The rise in prices is causing concern among working class households whose incomes are not increasing at the same rate. The anguish is particularly palpable in Germany, the largest European economy, where inflation, at its highest since 1992, is on the front page of the newspapers.

Annual inflation also breaks record in America, with 7% in 2021. The U.S. Consumer Price Index for All Urban Consumers (CPI-U) increased 0.5 percent in December on a seasonally adjusted basis after rising 0.8 percent in November, reported the U.S. Bureau of Labor Statistics today. Over the last 12 months, the all items index increased 7.0 percent before seasonal adjustment.

The fact is that over the past decade the European Central Bank (ECB) and the U.S. Fed have enforced quantitative easing policies, aiming at boosting economic growth after the global financial crisis of 2008-2009 and revive inflation around a target of 2%. Both central banks have implemented their short rates to zero or below. However, this policy of “rentier euthanasia” with negative yields, as developed by the British economist John Maynard Keynes in the 1930’s, has fuelled more than initially expected the growth of prices of assets and consumer prices, also called inflation, the increase of public deficit spending and as a consequence reduced the purchasing power of paper currency.

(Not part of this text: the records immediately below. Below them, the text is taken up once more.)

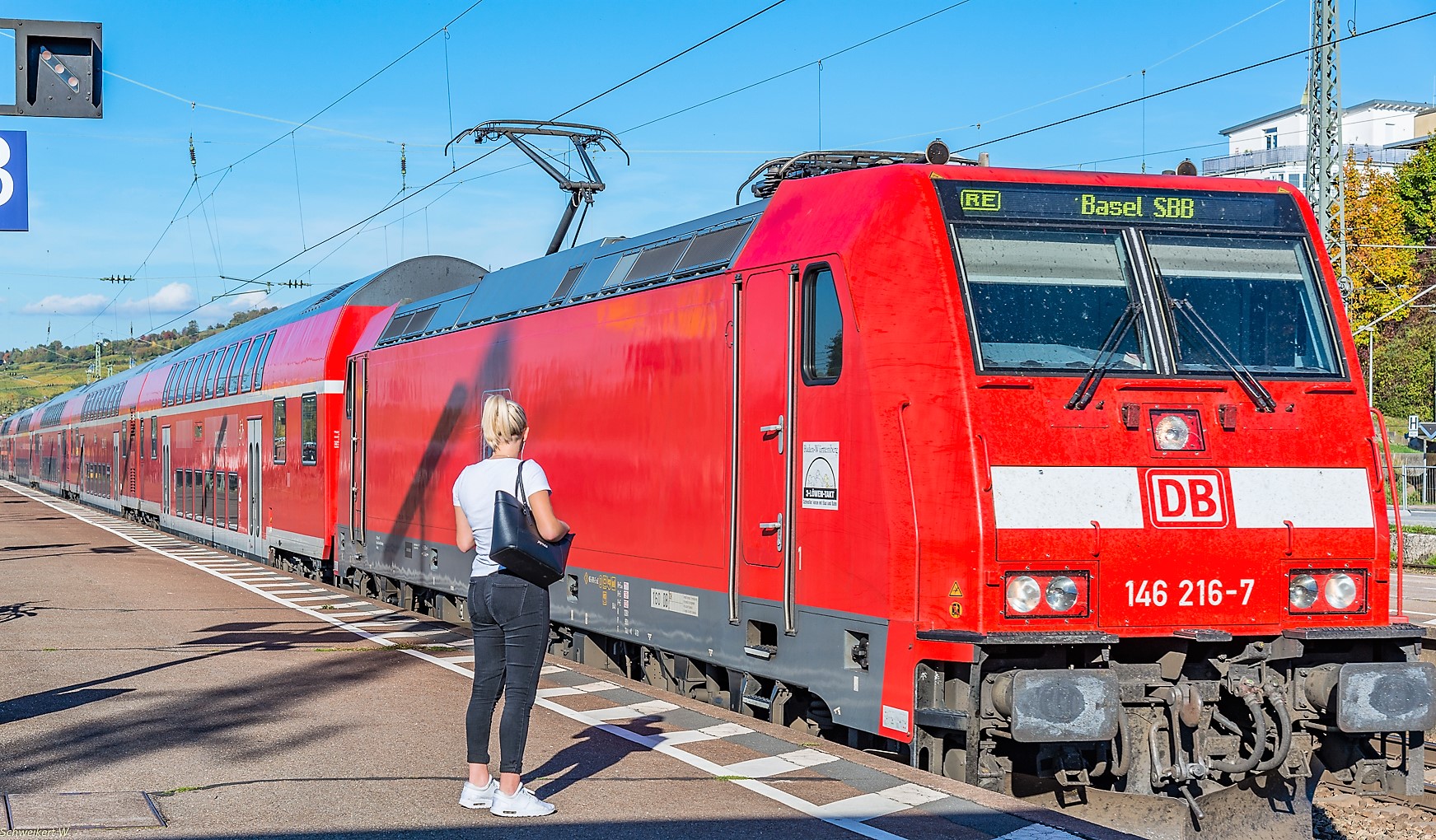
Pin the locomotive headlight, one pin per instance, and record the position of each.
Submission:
(1172, 432)
(1061, 593)
(1303, 592)
(1022, 593)
(1340, 590)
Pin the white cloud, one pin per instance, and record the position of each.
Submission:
(67, 305)
(171, 299)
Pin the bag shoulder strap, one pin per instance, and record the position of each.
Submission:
(519, 484)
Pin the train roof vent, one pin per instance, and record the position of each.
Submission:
(826, 162)
(566, 285)
(398, 324)
(52, 415)
(325, 297)
(657, 262)
(711, 249)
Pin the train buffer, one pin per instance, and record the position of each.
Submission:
(170, 689)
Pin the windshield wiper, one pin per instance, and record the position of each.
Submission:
(1254, 390)
(1088, 388)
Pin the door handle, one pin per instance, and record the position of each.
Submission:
(774, 428)
(777, 527)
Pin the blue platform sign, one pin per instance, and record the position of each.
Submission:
(15, 183)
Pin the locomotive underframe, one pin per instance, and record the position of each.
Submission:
(1211, 734)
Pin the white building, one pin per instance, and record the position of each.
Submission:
(1274, 147)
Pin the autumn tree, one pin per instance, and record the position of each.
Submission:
(1382, 278)
(1416, 190)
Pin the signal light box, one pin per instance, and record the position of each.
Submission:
(58, 69)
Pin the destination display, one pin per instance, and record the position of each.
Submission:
(968, 201)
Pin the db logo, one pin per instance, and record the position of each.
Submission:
(1186, 498)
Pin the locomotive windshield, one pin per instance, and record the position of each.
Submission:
(1258, 295)
(1050, 299)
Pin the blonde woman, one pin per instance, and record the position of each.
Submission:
(510, 616)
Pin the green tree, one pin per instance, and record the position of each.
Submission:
(1416, 187)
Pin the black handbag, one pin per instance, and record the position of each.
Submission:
(517, 544)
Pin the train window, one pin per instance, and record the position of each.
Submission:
(280, 431)
(243, 353)
(821, 329)
(212, 369)
(1258, 295)
(195, 376)
(309, 428)
(259, 366)
(1049, 299)
(247, 374)
(233, 515)
(222, 384)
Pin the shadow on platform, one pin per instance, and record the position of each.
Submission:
(234, 720)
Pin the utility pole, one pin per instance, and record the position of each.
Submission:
(1324, 147)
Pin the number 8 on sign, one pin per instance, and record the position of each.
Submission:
(6, 179)
(15, 185)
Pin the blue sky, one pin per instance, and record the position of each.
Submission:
(104, 191)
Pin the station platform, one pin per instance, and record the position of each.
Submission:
(170, 689)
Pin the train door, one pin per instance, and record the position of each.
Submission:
(166, 471)
(355, 413)
(255, 511)
(765, 446)
(830, 534)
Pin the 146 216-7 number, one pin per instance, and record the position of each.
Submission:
(1186, 592)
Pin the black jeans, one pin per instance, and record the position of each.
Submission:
(510, 619)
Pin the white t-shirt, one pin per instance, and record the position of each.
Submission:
(475, 492)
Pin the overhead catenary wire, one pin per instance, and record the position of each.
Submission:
(1234, 72)
(444, 177)
(1088, 89)
(224, 171)
(803, 67)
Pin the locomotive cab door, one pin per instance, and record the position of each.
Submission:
(763, 546)
(117, 481)
(355, 414)
(166, 481)
(253, 509)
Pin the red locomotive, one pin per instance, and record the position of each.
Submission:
(1060, 484)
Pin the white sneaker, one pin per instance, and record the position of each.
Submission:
(522, 805)
(479, 797)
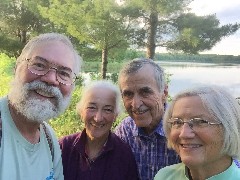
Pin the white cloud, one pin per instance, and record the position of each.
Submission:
(227, 12)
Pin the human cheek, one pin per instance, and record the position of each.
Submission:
(173, 138)
(127, 105)
(66, 90)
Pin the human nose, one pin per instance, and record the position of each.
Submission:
(98, 116)
(136, 101)
(51, 76)
(186, 131)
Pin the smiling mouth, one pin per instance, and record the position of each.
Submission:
(44, 94)
(97, 125)
(190, 145)
(140, 112)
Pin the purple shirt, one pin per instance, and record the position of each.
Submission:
(115, 162)
(150, 151)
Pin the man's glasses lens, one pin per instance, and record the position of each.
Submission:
(40, 66)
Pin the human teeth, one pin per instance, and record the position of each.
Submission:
(190, 145)
(97, 126)
(43, 93)
(140, 112)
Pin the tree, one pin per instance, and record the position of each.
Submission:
(98, 23)
(199, 33)
(166, 23)
(154, 18)
(18, 20)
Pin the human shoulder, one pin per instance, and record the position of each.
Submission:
(126, 124)
(69, 139)
(119, 144)
(176, 171)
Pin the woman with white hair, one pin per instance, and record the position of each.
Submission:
(203, 126)
(96, 153)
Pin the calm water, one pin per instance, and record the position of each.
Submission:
(186, 75)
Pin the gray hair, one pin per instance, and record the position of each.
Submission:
(136, 64)
(222, 106)
(49, 37)
(104, 84)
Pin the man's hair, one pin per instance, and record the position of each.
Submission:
(136, 64)
(50, 37)
(103, 84)
(223, 108)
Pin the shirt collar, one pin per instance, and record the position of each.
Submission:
(80, 142)
(140, 132)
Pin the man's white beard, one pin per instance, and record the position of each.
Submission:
(34, 109)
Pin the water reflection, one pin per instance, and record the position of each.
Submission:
(184, 75)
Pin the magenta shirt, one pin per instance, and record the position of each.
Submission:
(115, 163)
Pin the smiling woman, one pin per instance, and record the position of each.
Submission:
(96, 153)
(203, 126)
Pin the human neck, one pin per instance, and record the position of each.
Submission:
(206, 171)
(94, 146)
(29, 130)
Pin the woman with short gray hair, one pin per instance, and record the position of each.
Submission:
(203, 126)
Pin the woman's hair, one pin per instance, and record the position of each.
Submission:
(49, 37)
(222, 106)
(102, 84)
(136, 64)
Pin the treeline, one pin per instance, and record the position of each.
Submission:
(202, 58)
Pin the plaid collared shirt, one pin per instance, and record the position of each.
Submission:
(150, 151)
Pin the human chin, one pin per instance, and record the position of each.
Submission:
(34, 109)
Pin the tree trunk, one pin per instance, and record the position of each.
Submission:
(104, 63)
(24, 36)
(151, 45)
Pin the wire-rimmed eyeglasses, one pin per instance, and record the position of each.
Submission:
(194, 123)
(40, 66)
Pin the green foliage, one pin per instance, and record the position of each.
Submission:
(199, 33)
(98, 23)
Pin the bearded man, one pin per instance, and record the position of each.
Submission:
(41, 89)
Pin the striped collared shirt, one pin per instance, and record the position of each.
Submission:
(150, 151)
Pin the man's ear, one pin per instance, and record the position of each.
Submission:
(165, 94)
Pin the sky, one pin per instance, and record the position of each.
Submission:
(227, 11)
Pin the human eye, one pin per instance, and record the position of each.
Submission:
(176, 122)
(108, 110)
(38, 65)
(199, 122)
(127, 94)
(145, 92)
(64, 74)
(91, 107)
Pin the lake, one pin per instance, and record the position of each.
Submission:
(185, 75)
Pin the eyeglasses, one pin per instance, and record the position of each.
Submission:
(194, 123)
(40, 66)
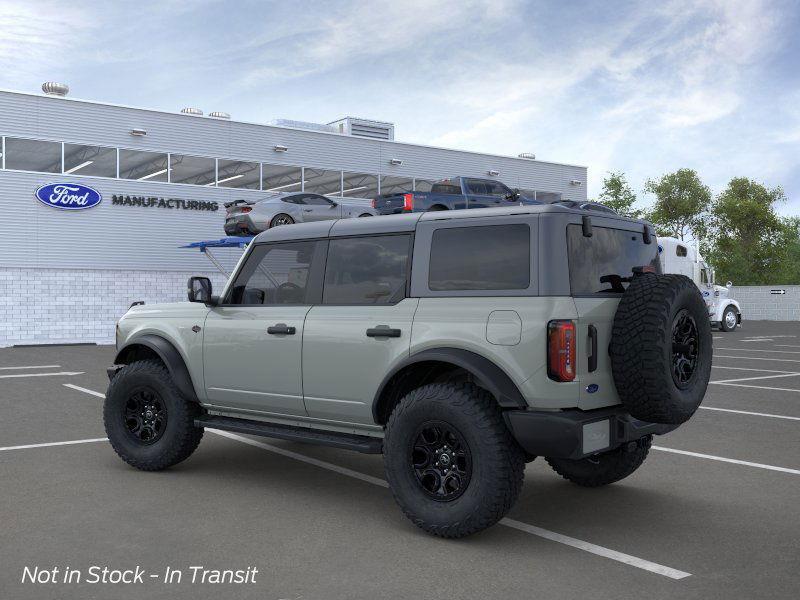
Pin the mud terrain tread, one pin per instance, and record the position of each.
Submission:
(502, 457)
(184, 441)
(642, 326)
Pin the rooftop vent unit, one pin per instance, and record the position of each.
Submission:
(303, 125)
(51, 88)
(376, 130)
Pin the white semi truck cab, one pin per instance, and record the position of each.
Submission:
(679, 257)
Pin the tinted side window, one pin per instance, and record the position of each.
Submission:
(604, 263)
(275, 274)
(492, 257)
(367, 270)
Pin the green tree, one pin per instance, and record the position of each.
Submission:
(681, 204)
(618, 195)
(749, 243)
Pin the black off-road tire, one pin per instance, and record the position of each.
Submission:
(179, 437)
(643, 352)
(497, 461)
(595, 471)
(723, 325)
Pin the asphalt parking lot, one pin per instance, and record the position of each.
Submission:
(711, 514)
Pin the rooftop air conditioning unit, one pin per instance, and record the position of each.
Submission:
(376, 130)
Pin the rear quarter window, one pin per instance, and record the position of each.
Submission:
(491, 257)
(604, 263)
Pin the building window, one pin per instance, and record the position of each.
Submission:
(194, 170)
(237, 174)
(367, 270)
(280, 178)
(360, 185)
(96, 161)
(396, 185)
(33, 155)
(491, 257)
(143, 166)
(321, 181)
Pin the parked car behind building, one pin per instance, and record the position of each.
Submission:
(249, 217)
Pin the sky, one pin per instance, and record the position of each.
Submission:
(639, 87)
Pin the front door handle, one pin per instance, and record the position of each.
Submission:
(281, 329)
(383, 331)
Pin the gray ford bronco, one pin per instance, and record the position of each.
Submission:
(458, 344)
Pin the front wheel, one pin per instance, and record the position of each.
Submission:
(451, 462)
(605, 468)
(149, 423)
(729, 319)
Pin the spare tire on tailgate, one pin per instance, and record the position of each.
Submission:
(661, 348)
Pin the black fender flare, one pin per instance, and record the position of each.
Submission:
(496, 381)
(170, 356)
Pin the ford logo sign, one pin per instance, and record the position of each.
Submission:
(68, 196)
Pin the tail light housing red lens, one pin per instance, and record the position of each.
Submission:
(561, 350)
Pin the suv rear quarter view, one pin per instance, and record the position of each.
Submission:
(458, 344)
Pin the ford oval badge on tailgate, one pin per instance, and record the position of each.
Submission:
(68, 196)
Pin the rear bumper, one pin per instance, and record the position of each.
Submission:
(576, 433)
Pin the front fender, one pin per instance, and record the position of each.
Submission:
(169, 355)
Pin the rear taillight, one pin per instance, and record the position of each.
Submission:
(561, 350)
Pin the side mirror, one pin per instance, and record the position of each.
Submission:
(199, 289)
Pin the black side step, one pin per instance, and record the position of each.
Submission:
(348, 441)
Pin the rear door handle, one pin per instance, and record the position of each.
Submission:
(281, 329)
(383, 331)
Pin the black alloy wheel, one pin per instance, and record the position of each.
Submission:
(441, 460)
(145, 416)
(685, 348)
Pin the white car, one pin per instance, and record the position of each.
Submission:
(679, 257)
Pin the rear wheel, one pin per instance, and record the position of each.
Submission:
(281, 219)
(729, 319)
(451, 462)
(149, 423)
(605, 468)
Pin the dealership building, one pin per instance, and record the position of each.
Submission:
(161, 180)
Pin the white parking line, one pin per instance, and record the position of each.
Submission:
(48, 444)
(32, 367)
(84, 390)
(759, 387)
(747, 412)
(757, 358)
(758, 350)
(737, 369)
(754, 378)
(728, 460)
(67, 373)
(531, 529)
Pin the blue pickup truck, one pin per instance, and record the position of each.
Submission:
(452, 194)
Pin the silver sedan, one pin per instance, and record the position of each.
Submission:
(251, 217)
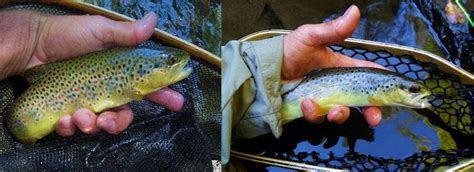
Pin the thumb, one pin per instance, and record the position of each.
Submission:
(331, 32)
(70, 36)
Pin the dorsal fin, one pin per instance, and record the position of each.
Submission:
(36, 73)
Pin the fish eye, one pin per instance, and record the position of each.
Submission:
(414, 89)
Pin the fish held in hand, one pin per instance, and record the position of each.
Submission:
(96, 81)
(354, 87)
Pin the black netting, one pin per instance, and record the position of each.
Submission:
(453, 103)
(157, 138)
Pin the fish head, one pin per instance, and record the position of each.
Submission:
(155, 69)
(407, 93)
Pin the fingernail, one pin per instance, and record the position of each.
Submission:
(336, 117)
(308, 106)
(84, 120)
(349, 10)
(108, 123)
(63, 122)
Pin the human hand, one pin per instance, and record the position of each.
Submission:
(30, 39)
(305, 49)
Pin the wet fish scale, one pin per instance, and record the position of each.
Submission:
(97, 81)
(334, 87)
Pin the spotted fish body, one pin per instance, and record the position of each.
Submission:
(96, 81)
(354, 87)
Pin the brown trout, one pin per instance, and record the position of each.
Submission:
(353, 87)
(96, 81)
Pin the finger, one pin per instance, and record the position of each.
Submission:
(115, 121)
(373, 115)
(312, 111)
(65, 126)
(85, 119)
(339, 114)
(331, 32)
(167, 97)
(70, 36)
(339, 60)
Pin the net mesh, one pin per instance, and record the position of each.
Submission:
(452, 101)
(156, 139)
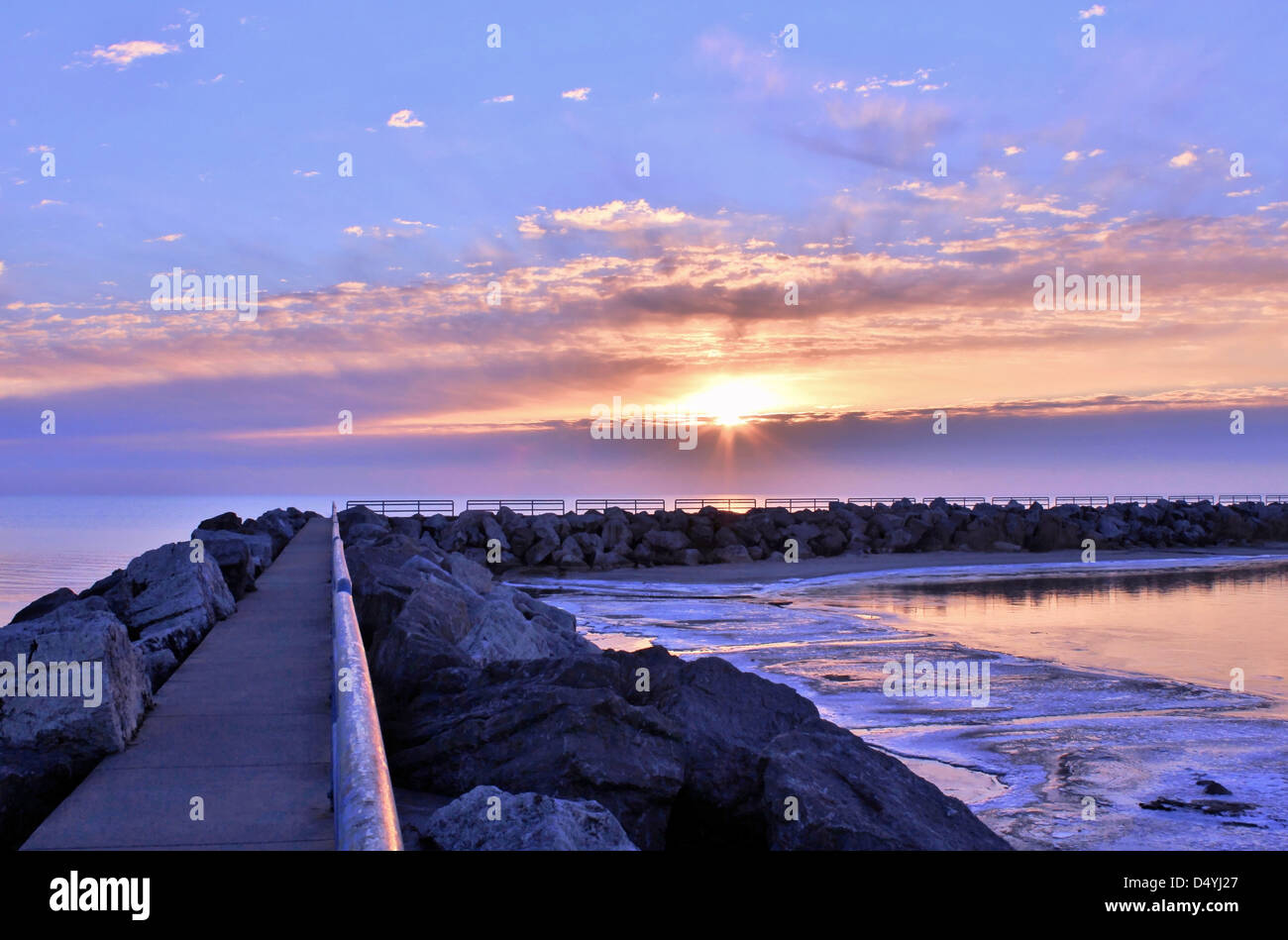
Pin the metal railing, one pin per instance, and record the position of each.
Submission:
(728, 502)
(800, 502)
(412, 506)
(523, 506)
(366, 818)
(632, 505)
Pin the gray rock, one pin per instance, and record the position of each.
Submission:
(50, 745)
(168, 601)
(469, 574)
(44, 605)
(849, 796)
(489, 819)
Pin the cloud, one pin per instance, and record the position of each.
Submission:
(404, 119)
(755, 68)
(609, 217)
(121, 54)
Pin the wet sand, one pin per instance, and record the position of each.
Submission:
(763, 572)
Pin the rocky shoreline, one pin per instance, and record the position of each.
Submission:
(515, 733)
(140, 623)
(616, 539)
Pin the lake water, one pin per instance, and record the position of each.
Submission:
(1106, 690)
(50, 542)
(1109, 696)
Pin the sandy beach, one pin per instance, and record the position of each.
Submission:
(761, 572)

Amid this high inflation in the Euro area and in the U.S., gold prices are up 0.35 % on January 12 and up 2.73 % on the past 30 days. The yellow metal is a great hedge against inflation because it rises in price when the cost of living standards rises. Even state central banks have been purchasing physical gold since 2014 to strenghten their national paper currencies amid global economic and political disruptions. Inflation is not expected to significantly lower in 2022, because of persistent high public spending, state deficits, global industrial competition and quantitative easing policies.